Il haussa les épaules.
– L’usine, toujours. Enfin… pour l’instant.
– Pour l’instant ?
– Ouais. Ils parlent de fermer une ligne pour commencer. Peut-être toute l’usine ensuite. Ils disent que ça peut pas fonctionner assez bien ici. Qu’ils vont déplacer la production ailleurs. Là où c’est moins regardant sur les salaires et les produits qu’on utilise. Ils le disent pas comme ça, tu sais bien comment c’est, mais on a compris.
Elle tourna la tête vers lui.
– L’atelier peinture y tourne toujours ?
— Ouais. Avec les mêmes merdes. Sauf que maintenant ils mettent des masques plus modernes, alors apparemment c’est bon, on peut respirer tranquille.
Il souriait en disant ça, mais pas vraiment.
— Y a déjà un gars de l’autre équipe et deux anciens qui ont des trucs aux poumons. Officiellement c’est pas lié au boulot, évidemment. C’est jamais lié au boulot, t’sais ben.
Martin leva son verre.
— À la santé publique.
Ils burent sans trop savoir si c’était bien ça qu’il fallait faire.
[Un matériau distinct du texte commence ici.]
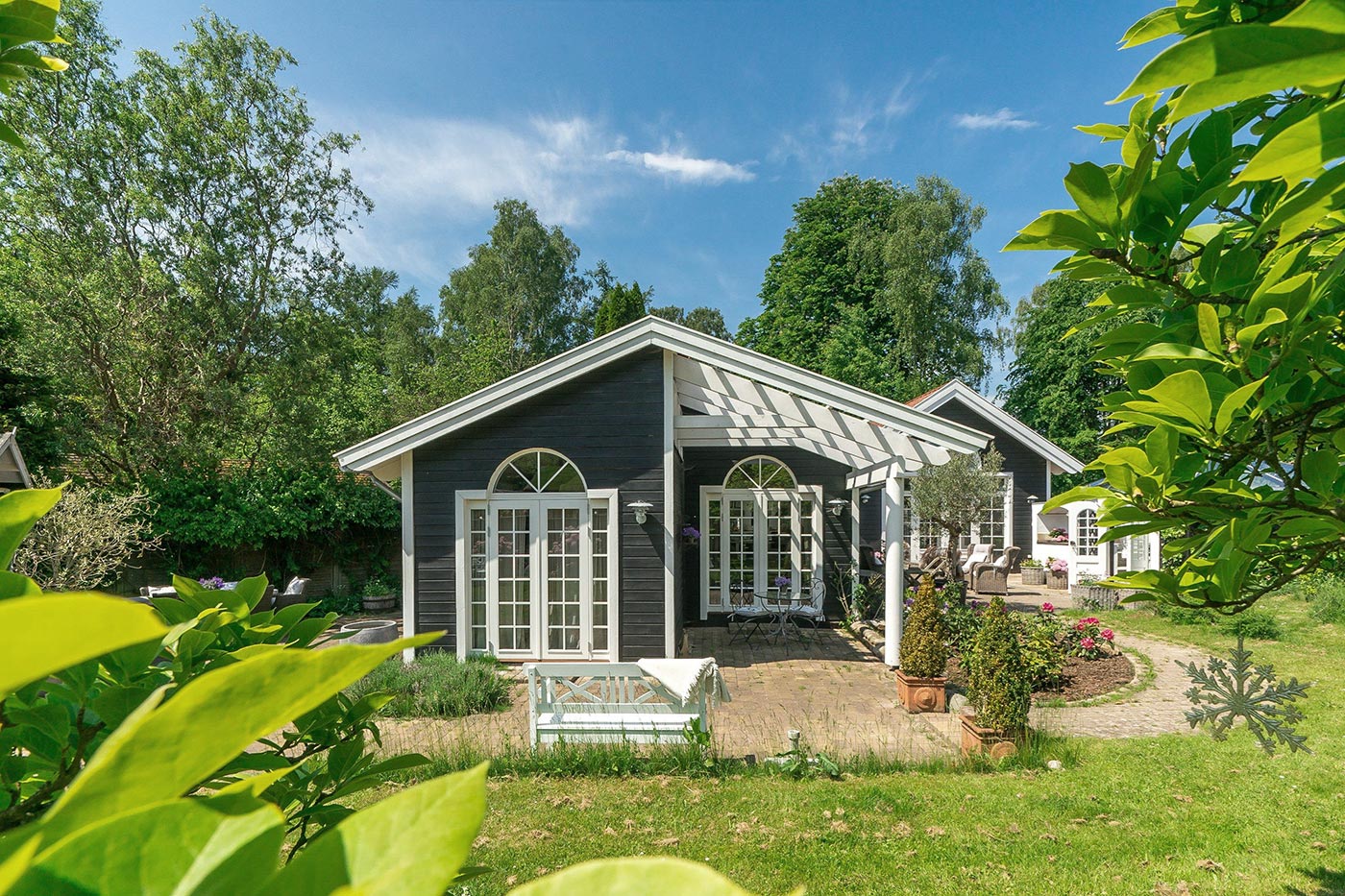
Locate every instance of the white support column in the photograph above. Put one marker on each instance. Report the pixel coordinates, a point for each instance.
(894, 568)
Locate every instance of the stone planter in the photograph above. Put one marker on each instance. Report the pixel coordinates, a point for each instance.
(995, 742)
(379, 603)
(1035, 574)
(370, 631)
(921, 694)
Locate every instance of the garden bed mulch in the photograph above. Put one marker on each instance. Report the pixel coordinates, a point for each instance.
(1085, 678)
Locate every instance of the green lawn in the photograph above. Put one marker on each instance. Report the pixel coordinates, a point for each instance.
(1129, 817)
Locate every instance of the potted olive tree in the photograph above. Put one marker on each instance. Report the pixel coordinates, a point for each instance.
(379, 594)
(924, 653)
(998, 687)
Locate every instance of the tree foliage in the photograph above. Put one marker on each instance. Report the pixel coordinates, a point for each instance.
(1053, 383)
(1221, 227)
(878, 285)
(957, 496)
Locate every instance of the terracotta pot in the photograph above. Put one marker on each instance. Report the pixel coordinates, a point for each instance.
(1035, 574)
(995, 742)
(923, 694)
(379, 604)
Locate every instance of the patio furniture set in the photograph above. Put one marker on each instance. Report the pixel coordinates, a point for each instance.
(777, 610)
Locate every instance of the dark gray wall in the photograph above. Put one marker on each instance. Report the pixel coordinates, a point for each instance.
(709, 467)
(611, 425)
(1026, 466)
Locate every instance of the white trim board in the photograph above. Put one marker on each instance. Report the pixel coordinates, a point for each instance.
(1026, 435)
(379, 452)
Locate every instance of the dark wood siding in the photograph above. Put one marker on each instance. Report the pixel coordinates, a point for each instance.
(611, 425)
(709, 467)
(1026, 466)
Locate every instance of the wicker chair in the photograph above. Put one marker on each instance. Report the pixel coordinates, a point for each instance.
(992, 579)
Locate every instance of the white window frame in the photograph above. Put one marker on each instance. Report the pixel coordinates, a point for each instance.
(795, 496)
(538, 502)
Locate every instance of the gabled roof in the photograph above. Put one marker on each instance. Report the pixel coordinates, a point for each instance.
(840, 400)
(12, 470)
(937, 399)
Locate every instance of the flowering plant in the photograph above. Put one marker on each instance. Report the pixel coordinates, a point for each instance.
(1088, 640)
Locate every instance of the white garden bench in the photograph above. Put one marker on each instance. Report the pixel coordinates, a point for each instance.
(607, 702)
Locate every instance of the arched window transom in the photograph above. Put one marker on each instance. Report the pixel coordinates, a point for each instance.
(1086, 533)
(760, 472)
(537, 472)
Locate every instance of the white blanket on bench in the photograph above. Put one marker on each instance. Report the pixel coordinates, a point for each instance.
(683, 677)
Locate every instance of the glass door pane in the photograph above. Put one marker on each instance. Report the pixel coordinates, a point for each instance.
(740, 545)
(564, 631)
(514, 556)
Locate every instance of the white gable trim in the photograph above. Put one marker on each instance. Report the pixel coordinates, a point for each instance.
(957, 389)
(654, 332)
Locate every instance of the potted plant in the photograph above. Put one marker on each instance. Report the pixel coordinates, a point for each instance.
(999, 688)
(924, 653)
(1058, 573)
(379, 594)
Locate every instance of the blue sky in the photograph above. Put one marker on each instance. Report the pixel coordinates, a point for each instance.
(672, 138)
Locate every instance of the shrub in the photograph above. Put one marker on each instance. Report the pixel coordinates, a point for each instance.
(962, 621)
(924, 641)
(1042, 648)
(999, 688)
(1253, 623)
(1325, 596)
(436, 684)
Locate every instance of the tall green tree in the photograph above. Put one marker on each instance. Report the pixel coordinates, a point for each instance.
(1053, 383)
(170, 238)
(520, 292)
(878, 284)
(1221, 227)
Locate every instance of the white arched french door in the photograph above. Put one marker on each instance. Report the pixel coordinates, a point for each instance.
(762, 533)
(538, 581)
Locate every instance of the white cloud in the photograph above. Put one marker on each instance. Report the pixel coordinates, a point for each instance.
(1002, 120)
(682, 167)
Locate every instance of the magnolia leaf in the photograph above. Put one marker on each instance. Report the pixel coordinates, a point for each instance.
(19, 510)
(1092, 191)
(49, 633)
(383, 849)
(1301, 150)
(181, 846)
(1160, 23)
(1186, 395)
(208, 721)
(1307, 206)
(1235, 401)
(1233, 63)
(645, 876)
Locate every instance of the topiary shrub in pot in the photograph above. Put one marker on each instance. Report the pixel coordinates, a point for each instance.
(999, 688)
(924, 653)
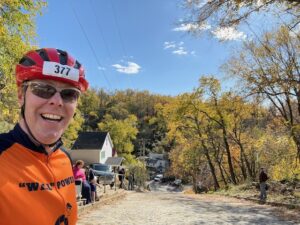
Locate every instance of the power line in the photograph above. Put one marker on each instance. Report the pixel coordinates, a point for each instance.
(118, 30)
(90, 45)
(100, 31)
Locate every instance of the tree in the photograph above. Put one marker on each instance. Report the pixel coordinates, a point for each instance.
(231, 13)
(270, 68)
(71, 134)
(17, 32)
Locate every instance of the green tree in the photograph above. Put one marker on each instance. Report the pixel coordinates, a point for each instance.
(17, 32)
(218, 14)
(71, 134)
(270, 68)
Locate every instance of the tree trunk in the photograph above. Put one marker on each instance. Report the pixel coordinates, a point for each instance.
(230, 165)
(211, 166)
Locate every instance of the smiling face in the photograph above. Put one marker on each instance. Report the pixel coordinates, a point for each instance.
(47, 119)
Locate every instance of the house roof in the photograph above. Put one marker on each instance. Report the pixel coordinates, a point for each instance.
(90, 140)
(114, 161)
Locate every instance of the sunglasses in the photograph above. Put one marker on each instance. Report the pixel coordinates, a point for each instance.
(46, 91)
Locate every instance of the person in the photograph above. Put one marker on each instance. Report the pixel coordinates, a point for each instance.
(79, 174)
(263, 177)
(92, 179)
(130, 181)
(36, 183)
(121, 177)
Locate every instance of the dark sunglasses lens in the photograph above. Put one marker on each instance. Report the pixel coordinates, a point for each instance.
(43, 90)
(69, 95)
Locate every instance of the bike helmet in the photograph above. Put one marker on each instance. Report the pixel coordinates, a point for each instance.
(51, 64)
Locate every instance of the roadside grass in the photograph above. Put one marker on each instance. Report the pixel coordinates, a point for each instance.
(249, 190)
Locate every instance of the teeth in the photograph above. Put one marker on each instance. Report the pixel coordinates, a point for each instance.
(51, 116)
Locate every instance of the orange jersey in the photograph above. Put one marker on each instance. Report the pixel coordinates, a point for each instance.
(35, 188)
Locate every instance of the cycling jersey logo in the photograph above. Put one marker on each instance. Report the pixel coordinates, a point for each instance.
(62, 220)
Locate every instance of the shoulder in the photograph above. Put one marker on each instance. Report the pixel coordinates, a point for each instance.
(66, 153)
(6, 141)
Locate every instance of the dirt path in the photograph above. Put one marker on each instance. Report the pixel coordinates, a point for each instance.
(170, 208)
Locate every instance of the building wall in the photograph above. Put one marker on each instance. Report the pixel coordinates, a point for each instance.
(106, 150)
(88, 156)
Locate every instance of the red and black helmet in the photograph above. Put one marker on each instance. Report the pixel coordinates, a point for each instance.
(51, 64)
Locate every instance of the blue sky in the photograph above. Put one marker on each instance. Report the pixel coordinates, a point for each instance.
(136, 44)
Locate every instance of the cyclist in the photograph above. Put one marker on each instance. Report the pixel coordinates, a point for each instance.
(36, 182)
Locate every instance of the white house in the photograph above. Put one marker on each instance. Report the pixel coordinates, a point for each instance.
(92, 147)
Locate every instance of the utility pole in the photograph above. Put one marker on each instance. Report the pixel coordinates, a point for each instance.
(143, 146)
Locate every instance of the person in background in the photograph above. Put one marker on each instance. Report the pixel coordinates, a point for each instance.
(36, 183)
(263, 177)
(130, 181)
(79, 174)
(121, 177)
(92, 179)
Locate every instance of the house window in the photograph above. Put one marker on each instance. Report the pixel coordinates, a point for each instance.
(102, 154)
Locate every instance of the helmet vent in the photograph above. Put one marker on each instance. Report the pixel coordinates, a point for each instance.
(25, 61)
(43, 54)
(77, 65)
(63, 57)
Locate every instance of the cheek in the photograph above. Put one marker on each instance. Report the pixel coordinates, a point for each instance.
(71, 110)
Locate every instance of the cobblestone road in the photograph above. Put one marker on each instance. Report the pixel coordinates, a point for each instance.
(170, 208)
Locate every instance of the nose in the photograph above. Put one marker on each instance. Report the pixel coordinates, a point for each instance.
(56, 99)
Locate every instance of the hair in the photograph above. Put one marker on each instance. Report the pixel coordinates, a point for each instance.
(79, 162)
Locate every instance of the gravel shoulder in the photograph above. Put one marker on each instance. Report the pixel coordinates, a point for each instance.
(169, 208)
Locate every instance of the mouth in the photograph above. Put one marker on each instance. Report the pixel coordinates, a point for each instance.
(51, 117)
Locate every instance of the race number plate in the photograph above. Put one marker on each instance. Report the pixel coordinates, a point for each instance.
(59, 70)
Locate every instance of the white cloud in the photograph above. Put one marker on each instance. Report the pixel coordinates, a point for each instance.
(131, 68)
(228, 34)
(177, 48)
(101, 68)
(192, 27)
(168, 44)
(180, 51)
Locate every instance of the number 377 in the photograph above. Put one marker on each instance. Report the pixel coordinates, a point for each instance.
(62, 70)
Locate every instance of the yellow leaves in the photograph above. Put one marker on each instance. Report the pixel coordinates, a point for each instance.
(285, 169)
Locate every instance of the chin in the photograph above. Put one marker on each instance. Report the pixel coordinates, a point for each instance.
(49, 139)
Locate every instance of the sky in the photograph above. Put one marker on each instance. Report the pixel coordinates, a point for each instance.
(134, 44)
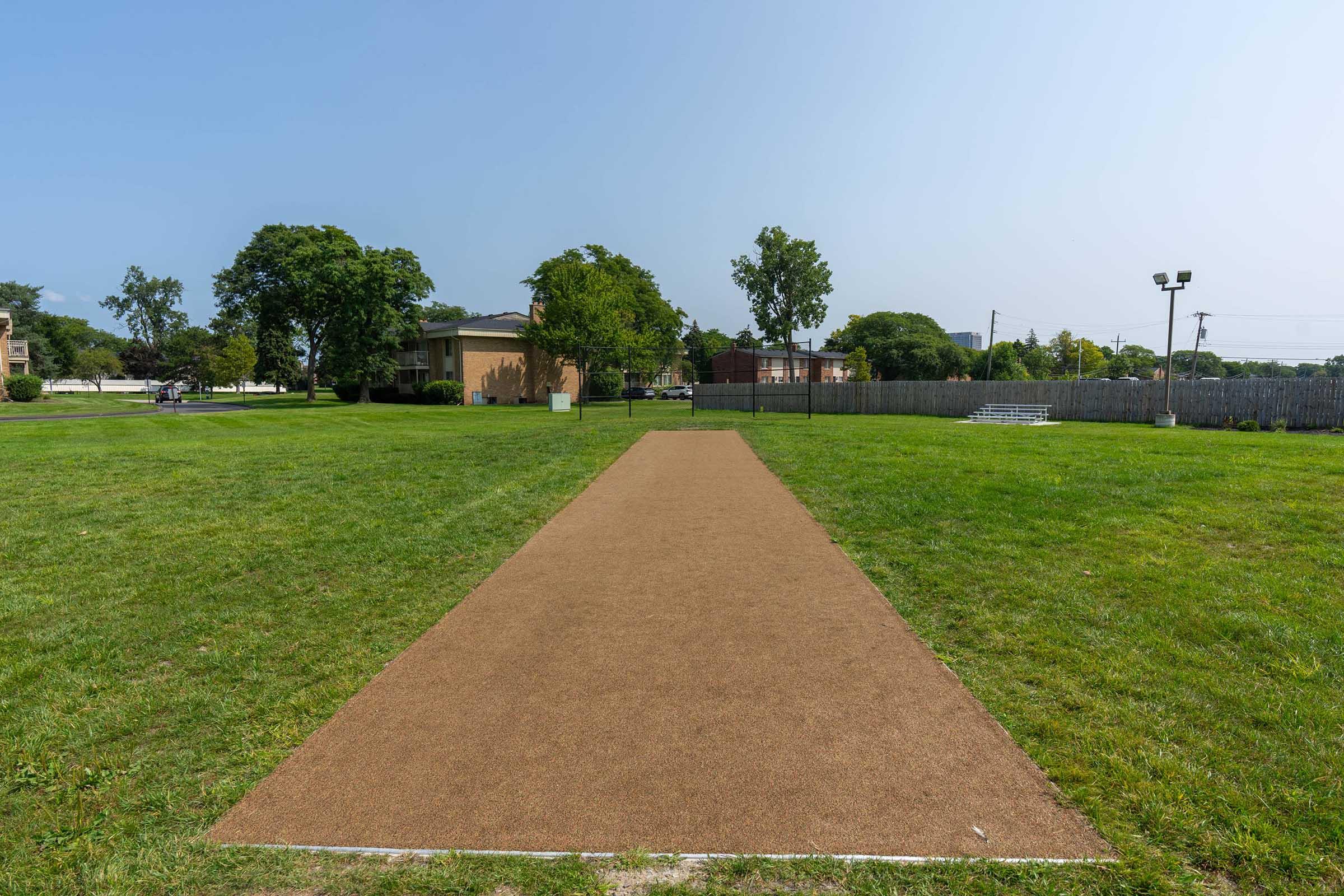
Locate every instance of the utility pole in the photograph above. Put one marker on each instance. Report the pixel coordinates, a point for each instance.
(1194, 362)
(1167, 418)
(990, 362)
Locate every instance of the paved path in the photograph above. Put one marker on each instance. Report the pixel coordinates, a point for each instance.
(679, 661)
(186, 408)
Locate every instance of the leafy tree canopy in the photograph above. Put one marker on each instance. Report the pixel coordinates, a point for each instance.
(745, 339)
(857, 366)
(96, 365)
(595, 297)
(1065, 348)
(901, 346)
(385, 287)
(785, 281)
(146, 307)
(233, 365)
(292, 274)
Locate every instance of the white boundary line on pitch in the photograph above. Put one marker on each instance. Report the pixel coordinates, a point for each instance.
(529, 853)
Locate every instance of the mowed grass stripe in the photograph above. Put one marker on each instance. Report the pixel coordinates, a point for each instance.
(1186, 695)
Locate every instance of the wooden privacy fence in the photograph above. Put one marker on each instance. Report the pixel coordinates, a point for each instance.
(1305, 403)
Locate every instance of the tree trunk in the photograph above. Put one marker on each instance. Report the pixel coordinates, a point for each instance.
(312, 367)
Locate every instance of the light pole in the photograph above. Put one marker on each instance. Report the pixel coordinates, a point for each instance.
(1167, 418)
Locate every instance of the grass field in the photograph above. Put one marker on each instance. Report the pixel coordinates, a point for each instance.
(76, 403)
(1155, 615)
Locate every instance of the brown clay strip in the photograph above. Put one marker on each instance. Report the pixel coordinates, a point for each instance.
(679, 661)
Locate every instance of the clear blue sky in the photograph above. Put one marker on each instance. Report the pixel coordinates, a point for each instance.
(948, 157)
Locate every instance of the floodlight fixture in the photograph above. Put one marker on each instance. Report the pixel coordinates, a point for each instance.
(1167, 418)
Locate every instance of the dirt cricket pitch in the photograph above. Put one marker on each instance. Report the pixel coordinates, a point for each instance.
(679, 661)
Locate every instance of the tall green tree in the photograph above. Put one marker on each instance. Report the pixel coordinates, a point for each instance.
(147, 307)
(857, 366)
(386, 284)
(1065, 347)
(902, 346)
(96, 365)
(595, 297)
(277, 355)
(293, 273)
(1038, 362)
(233, 365)
(182, 351)
(746, 339)
(785, 281)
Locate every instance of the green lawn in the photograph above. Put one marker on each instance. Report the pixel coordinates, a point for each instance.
(1155, 615)
(76, 403)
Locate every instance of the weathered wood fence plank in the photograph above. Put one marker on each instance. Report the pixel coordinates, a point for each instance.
(1304, 403)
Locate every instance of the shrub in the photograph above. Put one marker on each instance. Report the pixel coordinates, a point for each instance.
(441, 391)
(24, 388)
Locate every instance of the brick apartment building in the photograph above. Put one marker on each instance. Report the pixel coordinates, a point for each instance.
(14, 352)
(488, 356)
(771, 366)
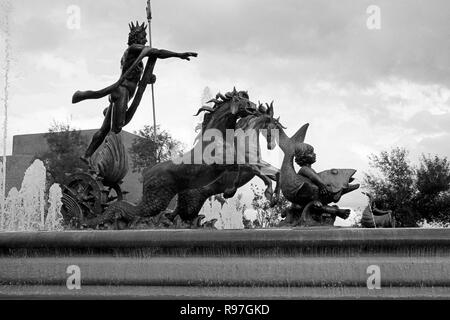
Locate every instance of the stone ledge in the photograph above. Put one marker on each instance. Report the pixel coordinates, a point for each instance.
(294, 264)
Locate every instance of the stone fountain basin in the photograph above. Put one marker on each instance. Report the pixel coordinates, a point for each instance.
(242, 264)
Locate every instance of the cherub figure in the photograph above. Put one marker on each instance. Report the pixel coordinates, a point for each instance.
(315, 192)
(132, 83)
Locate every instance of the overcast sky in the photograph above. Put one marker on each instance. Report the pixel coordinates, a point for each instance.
(362, 90)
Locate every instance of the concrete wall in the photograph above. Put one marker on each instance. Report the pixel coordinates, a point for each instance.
(26, 147)
(250, 264)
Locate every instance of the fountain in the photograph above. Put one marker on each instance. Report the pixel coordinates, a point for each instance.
(25, 210)
(306, 259)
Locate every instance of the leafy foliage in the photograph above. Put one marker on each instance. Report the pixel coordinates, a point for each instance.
(146, 153)
(266, 215)
(65, 146)
(414, 194)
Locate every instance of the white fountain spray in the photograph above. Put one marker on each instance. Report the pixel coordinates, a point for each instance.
(6, 9)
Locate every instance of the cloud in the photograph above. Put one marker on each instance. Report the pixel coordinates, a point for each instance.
(362, 91)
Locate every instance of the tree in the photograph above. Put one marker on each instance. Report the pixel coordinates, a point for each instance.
(65, 146)
(413, 194)
(266, 215)
(145, 153)
(433, 186)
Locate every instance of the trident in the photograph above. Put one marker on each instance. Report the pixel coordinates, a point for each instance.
(149, 18)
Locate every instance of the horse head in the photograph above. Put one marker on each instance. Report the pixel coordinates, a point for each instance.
(264, 122)
(227, 110)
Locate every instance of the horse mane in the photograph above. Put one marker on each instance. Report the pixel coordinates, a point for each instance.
(219, 102)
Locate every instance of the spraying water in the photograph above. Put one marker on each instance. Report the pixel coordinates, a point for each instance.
(25, 210)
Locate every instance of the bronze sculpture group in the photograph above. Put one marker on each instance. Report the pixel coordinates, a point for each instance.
(193, 182)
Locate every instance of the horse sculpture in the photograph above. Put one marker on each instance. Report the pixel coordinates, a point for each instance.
(191, 201)
(193, 180)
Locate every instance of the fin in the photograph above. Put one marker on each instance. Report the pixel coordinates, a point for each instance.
(300, 136)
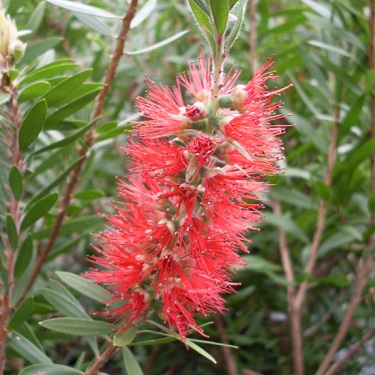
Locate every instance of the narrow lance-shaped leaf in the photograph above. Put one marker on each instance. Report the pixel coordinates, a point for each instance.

— Tu sais, dit Martin après un moment, vous avez raison de vous battre pour les hôpitaux. Franchement, quand on voit l’état de certains services… Mais parfois j’ai l’impression qu’on soigne les gens pour les renvoyer dans des vies qui rendent malades.
Clara le regarda sans répondre.
— À l’usine, y en a qui tombent malades à cause des produits. D’autres à cause des gens. Et quand ils sont trop malades pour bosser, ils vont à l’hôpital. On les soigne, et quand ils vont un peu mieux, on les renvoie bosser au même endroit.
Il haussa les épaules.
— J’y comprends pas grand-chose, moi, à vos histoires politiques. Mais parfois j’ai l’impression qu’on passe notre temps à réparer des gens qu’on met à des places où il faudrait pas.
Clara resta silencieuse. Elle regardait la mousse de sa bière retomber lentement. Quelque chose commençait à se déplacer dans sa tête, sans encore bien trouver de forme.
— Eh mais j’suis pas venu là pour te casser le moral ! Je suis venu pour te dire que ça me dirait bien qu’on se batte de nouveau un peu ensemble, comme au bon vieux temps des cabines.
Elle leva les yeux vers lui.
— Tu sais que t’es en train de me foutre le bordel dans la tête là ?
Martin sourit.
— Ça m’étonne pas. Tu sais bien que j’ai toujours été très fort pour foutre le bordel.
Ils rirent tous les deux. La discussion se poursuivit jusqu’à la fermeture. Il ne la lâcherait plus, c’était sûr.